New%2BMexico%2BMap.jpg

…That last article from yesterday had a line that jumped out at me. Its author said that California has “the most troops among the three border states.”

But there are four border states.

I assume he meant the three border states where Trump’s administration deployed troops to assist with Border Patrol operations in late 2018, i.e. California, Arizona, and Texas. For whatever reason, none of those 5,000+ troops ended up in New Mexico—even though our state has 180 or so miles of international border. Those miles include three official ports of entry at Santa Teresa, Columbus, and Antelope Wells, but they’re extremely remote: most of the New Mexico–Mexico border is open desert and ranches.

Still, New Mexico has seen its share of migrant crossings and other activity along its southwestern border. It was just a week ago that the Albuquerque Journal reported on a group of 306 Central American asylum seekers turning themselves in to the Border Patrol near Antelope Wells.
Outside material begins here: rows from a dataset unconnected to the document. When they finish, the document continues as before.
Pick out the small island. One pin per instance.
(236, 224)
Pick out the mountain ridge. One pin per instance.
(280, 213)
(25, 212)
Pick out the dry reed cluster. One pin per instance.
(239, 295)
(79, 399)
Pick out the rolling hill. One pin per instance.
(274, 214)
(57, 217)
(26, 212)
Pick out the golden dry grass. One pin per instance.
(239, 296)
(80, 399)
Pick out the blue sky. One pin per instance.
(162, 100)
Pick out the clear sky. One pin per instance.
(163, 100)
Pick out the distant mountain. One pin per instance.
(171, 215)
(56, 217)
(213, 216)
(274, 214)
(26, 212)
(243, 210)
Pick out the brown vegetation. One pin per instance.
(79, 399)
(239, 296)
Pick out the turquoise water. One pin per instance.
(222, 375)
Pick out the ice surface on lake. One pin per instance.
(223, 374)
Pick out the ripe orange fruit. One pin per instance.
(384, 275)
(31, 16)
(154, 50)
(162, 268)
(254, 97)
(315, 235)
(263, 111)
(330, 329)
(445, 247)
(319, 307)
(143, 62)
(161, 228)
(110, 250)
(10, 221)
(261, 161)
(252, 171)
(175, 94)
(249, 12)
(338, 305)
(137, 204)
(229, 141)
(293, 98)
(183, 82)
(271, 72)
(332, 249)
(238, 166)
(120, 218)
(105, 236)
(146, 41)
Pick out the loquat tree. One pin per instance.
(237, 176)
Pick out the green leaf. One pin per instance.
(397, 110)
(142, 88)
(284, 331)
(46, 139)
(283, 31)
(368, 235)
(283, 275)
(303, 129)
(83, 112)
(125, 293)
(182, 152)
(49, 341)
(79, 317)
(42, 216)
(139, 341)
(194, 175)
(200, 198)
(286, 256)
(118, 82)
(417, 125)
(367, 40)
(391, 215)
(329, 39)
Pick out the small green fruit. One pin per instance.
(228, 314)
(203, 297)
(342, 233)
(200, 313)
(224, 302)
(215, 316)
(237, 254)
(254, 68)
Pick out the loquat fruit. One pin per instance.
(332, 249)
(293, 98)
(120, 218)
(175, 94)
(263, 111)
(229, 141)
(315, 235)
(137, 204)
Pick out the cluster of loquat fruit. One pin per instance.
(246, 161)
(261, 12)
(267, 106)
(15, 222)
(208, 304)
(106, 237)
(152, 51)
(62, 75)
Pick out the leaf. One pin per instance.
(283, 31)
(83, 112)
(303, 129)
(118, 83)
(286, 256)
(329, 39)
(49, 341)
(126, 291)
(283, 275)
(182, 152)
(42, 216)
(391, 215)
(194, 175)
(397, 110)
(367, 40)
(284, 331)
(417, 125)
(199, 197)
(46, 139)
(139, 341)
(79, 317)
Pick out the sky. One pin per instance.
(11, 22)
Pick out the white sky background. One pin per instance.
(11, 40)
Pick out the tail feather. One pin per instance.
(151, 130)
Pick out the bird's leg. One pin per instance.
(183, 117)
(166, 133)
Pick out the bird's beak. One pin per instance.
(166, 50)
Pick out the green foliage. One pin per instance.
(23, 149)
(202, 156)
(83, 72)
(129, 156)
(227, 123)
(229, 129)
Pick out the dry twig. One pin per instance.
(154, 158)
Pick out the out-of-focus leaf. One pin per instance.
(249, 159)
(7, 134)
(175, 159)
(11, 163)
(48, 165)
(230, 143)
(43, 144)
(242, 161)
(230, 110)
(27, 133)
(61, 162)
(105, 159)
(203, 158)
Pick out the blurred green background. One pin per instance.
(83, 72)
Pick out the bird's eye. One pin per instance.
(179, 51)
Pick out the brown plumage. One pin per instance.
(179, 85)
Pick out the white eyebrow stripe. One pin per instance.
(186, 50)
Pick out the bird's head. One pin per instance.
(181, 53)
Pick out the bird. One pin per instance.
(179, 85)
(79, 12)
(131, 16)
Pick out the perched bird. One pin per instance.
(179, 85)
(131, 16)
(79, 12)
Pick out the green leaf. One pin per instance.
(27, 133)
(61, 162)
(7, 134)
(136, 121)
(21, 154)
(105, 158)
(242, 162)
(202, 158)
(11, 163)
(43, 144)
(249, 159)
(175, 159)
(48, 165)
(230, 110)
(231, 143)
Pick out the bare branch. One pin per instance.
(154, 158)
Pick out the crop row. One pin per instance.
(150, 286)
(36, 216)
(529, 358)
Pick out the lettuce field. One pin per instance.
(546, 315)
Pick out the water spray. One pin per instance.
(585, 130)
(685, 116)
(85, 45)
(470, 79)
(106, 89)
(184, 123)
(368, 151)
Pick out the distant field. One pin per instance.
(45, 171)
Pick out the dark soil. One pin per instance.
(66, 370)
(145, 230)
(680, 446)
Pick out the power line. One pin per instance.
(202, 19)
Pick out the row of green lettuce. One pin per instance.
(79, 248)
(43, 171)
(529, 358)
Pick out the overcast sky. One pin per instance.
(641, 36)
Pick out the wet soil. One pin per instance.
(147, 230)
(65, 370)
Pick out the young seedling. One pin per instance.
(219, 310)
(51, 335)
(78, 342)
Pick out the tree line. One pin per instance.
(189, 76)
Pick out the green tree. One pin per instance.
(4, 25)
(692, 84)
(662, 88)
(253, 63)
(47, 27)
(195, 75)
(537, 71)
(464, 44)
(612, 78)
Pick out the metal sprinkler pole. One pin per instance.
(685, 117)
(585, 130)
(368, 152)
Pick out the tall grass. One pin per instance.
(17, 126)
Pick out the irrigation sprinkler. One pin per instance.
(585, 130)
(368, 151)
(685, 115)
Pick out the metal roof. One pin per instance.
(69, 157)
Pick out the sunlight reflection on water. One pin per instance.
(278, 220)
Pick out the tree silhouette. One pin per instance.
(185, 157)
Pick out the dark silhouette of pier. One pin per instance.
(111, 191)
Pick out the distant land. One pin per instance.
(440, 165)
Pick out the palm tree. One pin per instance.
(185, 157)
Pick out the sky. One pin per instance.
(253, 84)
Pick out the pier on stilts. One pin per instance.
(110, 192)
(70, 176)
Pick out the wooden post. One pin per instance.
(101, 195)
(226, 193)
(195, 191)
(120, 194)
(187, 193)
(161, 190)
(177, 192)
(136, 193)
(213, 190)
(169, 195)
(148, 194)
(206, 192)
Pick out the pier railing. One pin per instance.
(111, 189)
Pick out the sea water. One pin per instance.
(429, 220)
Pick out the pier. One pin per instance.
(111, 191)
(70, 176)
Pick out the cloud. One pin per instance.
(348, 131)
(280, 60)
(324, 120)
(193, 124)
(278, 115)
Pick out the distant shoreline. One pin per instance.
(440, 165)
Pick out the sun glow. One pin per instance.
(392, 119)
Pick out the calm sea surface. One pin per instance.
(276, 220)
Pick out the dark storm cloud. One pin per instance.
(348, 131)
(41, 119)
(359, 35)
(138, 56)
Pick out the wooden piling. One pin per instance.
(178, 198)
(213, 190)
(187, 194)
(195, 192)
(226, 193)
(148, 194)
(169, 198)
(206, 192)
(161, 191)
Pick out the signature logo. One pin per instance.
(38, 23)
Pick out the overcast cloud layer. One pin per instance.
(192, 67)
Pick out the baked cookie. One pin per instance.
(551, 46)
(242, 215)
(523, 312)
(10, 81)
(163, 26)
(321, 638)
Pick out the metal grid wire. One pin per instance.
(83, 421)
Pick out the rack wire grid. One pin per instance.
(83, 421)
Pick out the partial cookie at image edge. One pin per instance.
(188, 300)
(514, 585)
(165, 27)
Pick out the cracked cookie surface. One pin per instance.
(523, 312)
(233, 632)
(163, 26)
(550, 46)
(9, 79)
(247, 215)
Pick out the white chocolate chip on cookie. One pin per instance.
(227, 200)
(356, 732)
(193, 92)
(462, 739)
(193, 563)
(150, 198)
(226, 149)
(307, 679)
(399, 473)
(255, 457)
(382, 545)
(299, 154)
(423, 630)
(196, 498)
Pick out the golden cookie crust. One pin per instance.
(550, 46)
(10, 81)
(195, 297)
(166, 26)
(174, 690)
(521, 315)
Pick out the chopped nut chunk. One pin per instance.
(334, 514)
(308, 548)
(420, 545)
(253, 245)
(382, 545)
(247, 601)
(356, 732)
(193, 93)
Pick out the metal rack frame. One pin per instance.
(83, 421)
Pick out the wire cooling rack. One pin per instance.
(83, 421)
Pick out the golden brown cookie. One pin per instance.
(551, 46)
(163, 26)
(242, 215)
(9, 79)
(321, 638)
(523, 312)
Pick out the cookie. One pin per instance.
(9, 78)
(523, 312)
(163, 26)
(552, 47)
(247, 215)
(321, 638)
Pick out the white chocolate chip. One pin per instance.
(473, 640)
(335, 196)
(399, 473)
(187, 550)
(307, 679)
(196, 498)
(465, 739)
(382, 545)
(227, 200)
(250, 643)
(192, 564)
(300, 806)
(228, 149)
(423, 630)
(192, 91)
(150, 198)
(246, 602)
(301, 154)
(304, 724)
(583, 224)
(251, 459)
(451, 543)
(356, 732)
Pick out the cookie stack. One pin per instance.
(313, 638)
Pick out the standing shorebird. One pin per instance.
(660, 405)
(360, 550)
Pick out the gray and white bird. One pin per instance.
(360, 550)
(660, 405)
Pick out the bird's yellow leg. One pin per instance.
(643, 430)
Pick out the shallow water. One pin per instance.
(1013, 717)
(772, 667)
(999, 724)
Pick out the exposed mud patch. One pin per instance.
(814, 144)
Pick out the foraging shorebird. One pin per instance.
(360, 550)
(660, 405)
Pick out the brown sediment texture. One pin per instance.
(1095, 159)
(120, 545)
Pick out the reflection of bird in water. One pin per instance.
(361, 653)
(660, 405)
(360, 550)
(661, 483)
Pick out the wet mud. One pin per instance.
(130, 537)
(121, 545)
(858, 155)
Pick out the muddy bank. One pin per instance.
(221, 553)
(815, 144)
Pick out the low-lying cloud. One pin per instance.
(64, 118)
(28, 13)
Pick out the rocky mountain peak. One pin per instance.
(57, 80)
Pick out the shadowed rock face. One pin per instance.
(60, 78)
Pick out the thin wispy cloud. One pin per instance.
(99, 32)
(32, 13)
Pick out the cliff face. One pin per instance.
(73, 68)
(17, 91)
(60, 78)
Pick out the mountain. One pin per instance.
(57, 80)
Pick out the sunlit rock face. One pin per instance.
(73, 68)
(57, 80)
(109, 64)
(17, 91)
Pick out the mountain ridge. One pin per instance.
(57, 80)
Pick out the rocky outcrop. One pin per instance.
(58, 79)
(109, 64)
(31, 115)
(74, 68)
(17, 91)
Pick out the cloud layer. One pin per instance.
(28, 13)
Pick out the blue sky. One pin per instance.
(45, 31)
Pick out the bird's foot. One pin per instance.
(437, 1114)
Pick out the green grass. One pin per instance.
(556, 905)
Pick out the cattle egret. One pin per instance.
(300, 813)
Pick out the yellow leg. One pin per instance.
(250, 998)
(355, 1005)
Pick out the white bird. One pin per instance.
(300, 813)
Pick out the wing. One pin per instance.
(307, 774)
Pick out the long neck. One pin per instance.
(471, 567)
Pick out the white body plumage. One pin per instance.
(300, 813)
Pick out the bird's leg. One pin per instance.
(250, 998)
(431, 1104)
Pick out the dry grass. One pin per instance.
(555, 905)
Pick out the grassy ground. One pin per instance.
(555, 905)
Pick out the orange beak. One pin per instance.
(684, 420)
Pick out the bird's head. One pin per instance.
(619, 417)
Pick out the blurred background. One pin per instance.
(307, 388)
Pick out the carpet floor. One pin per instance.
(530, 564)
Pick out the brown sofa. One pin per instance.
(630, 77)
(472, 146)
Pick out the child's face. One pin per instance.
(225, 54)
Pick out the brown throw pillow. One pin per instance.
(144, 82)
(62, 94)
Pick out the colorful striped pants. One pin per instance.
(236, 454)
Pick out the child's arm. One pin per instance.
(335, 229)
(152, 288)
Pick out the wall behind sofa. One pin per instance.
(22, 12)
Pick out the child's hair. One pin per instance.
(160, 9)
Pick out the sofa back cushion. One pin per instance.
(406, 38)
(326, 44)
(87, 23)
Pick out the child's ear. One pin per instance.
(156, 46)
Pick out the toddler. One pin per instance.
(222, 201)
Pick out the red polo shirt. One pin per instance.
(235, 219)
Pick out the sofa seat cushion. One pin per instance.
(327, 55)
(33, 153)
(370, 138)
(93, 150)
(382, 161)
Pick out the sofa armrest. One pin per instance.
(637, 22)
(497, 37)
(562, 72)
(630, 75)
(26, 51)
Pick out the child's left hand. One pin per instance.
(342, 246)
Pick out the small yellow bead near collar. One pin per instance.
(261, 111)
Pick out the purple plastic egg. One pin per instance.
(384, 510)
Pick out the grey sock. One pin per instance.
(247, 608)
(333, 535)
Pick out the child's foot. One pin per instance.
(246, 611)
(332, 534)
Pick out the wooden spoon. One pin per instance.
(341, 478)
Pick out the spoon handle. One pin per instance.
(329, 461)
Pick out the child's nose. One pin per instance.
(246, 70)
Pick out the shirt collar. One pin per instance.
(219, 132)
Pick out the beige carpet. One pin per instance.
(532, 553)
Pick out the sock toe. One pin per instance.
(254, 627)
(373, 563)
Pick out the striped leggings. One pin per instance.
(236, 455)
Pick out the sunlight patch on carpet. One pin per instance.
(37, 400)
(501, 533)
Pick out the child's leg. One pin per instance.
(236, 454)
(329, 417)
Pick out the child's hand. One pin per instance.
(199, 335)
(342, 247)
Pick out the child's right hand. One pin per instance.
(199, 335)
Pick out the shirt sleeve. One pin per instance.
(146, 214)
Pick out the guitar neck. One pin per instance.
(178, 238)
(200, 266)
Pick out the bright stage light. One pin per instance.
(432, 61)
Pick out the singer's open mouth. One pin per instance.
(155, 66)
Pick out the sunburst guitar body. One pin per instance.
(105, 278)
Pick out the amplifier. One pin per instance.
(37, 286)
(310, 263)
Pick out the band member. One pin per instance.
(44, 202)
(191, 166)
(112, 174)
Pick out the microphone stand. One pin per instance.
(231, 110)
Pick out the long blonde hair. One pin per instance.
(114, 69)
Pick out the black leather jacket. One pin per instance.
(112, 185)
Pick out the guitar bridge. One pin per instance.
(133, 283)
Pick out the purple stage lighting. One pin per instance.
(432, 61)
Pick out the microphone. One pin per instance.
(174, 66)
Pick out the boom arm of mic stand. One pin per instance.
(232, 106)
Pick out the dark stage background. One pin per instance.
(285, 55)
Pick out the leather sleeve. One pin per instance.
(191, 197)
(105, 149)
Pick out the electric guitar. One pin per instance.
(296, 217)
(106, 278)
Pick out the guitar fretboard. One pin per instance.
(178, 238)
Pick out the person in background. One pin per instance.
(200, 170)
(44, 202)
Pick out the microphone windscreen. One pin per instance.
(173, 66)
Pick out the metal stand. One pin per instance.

The article noted that their arrival was part of a pattern going back several months now:

This is the 26th group of more than 100 people to come across the border in the remote area in New Mexico’s Bootheel region since October. Most are Central Americans seeking asylum, and many are from Guatemala.

So let’s forget Washington’s rhetoric and stunts for a minute. Let’s briefly put aside the protests and politics of our state capital up in Santa Fe. I want firsthand accounts of what it’s like on the ground in the so-called Bootheel, the southwestern corner of land that juts down into the Chihuahuan Desert.

How are things these days in New Mexico’s borderlands?